А что мои? Папа был в опале, мама никого не знала. Когда мы, наконец, вернулись из того захолустья, куда переводили отца, то были меньше макового зернышка. Да и с кем тут в округе общаться? Одни психи кругом. Вот эти, с этой стороны — Мария показывает пальцем на стену, — у всех в семействе разные фамилии! Четыре поколения женщин без мужей, как в комедии. Потом появился квартирант, женился на самой младшей, но тем временем перепробовал трех. Он бы и бабку, но та померла. Те, через дорогу, охотники-богословы, отец и сын, мало-мало, сцепятся и ну, лупить друг друга, чем ни попадя, спасайся, кто может! Вон там полицай, запрещал дочке гулять с парнями до ее седых волос, жене запрещал все подряд, обе в психушке. Но были и ничуть не дурней тебя или меня. А там местная кликуша, каждый день выступает с политическими речами, встает на скамеечку, и ну обличать Папу, раздает нам листовки и рассказывает о конце света… А чего ты хочешь в такой кутерьме. У Девочки никого нет, но ей никто и не нужен. Мои ждут, что однажды все прекратится, а не прекратится-то никогда. Так они и уцепились друг за друга, от отчаяния.
А ты — в комнату?
Лопалась от любопытства, услышать, что там, за закрытой дверью, происходит.
До такой степени?
Думаю, я ее обожала. А родители, знаешь, какими они могут быть лицемерами, иной раз к ней подлизывались, иной раз ее предавали. Дружба развивалась по синусоиде: были периоды взахлеб, когда их любовь была открытой и бесконечной, были долгие месяцы заморозков, когда они даже не смотрели друг на друга… Я использовала эти моменты разъединения для себя, чтобы к ней приблизиться. В конце концов, с каждым днем я все меньше была ребенком, да и ее выборочная антипатия сходила на «нет». Так или иначе, Девочка начинала мне доверять. По правде говоря, она никогда особенно не старалась скрыть, что считает меня простушкой, но это меня не слишком трогало. А теперь я — единственная.

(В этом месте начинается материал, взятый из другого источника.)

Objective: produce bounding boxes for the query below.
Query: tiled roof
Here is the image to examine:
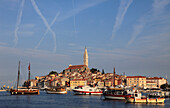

Ты слегка иронизируешь, — с некоторым сомнением Коста делает вывод.
Может быть, дорогой мой, — соглашается девушка многозначительно. — Но все не так, как при сотворении мира. Ирония, например, стала эмоцией. Она даже сублимировала некоторые, выдохшиеся со временем, «старинные» чувства.
Как? — удивлялся Коста, незаметно ерзая.